第49章 【番外編】色褪せない想い【現パロ】※
「……本当に眠れないの?」
「だからそう言ってるでしょ。」
「……き、君が?」
この会話は彼此3回目。
眠剤欲しさに心療内科に来てみたが、要するに疑いを持たれるほど体も心も健康そのもののオレに医者が再三確認してくるのは無理もない。
実際寝れないわけではない。
変な夢に起こされるだけ。
ただ"眠剤"に拘っているわけでもない。
もらえるならば何でも良かった。
とにかく薬が欲しい。
薬局に行きたい。
……アイツに、会いたい。
「…分かりました。信用してないわけではないですが、眠剤を転売する人がいるのでまずは3回分だけ出します。その後、また必要なら来てくれますか?」
「ああ、なるほどね。分かりました。じゃあ、それでいいです。
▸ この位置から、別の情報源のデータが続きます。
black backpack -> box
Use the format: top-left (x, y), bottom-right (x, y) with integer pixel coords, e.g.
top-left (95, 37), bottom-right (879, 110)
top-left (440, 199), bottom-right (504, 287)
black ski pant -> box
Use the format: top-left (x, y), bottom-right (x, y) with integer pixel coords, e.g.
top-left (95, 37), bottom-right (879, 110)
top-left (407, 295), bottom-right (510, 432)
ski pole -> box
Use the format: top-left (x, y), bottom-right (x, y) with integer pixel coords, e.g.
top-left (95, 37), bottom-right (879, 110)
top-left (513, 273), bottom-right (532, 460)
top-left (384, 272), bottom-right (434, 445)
」
医者も大変な仕事だ。
要するに転売する輩がいるからオレみたいな健康そのものの人間に眠剤を処方するのは躊躇するのだろう。
実際、精神を病んで眠剤を飲むわけでもないので若干の申し訳なさに襲われるが、今回は目的があるので少なくとも文句は言えまい。
むしろいくつであっても処方してくれることに意味があるのだから。
かかりつけの薬局があるか聞かれたのでもちろん秒でほの花がいる薬局を指定した。
何でこんなにも会いたいのだろうか。
一目惚れでもしたのか?
もちろんそうかもしれない。
だが、それもどうもしっくり来ないのだ。
一目惚れとは違う。
昔からアイツを知っていたような感覚なのだ。
不思議なのだが、アイツを見ると胸をギュッと鷲掴みにされて、切ないような嬉しいような何とも言えない気持ちにさせられる。
会計を済ませて処方箋をもらうとお目当ての薬局まで走って行く。
五感全てがアイツを知っているような気がしてならない。
そんな感覚は日に日に増えていくばかり。
優しくふわりと笑った顔も
困ったように眉を顰める顔も
香水かボディークリームか知らないが花のような香りを漂わせる
栗色の髪に黒めがちの瞳の女。
「…早く、会いてェな…。」
会いたい気持ちが背中を押す。
恋人にすらそんな感情を持ったことがないオレは申し訳ないと思いつつ、止めることができなかった。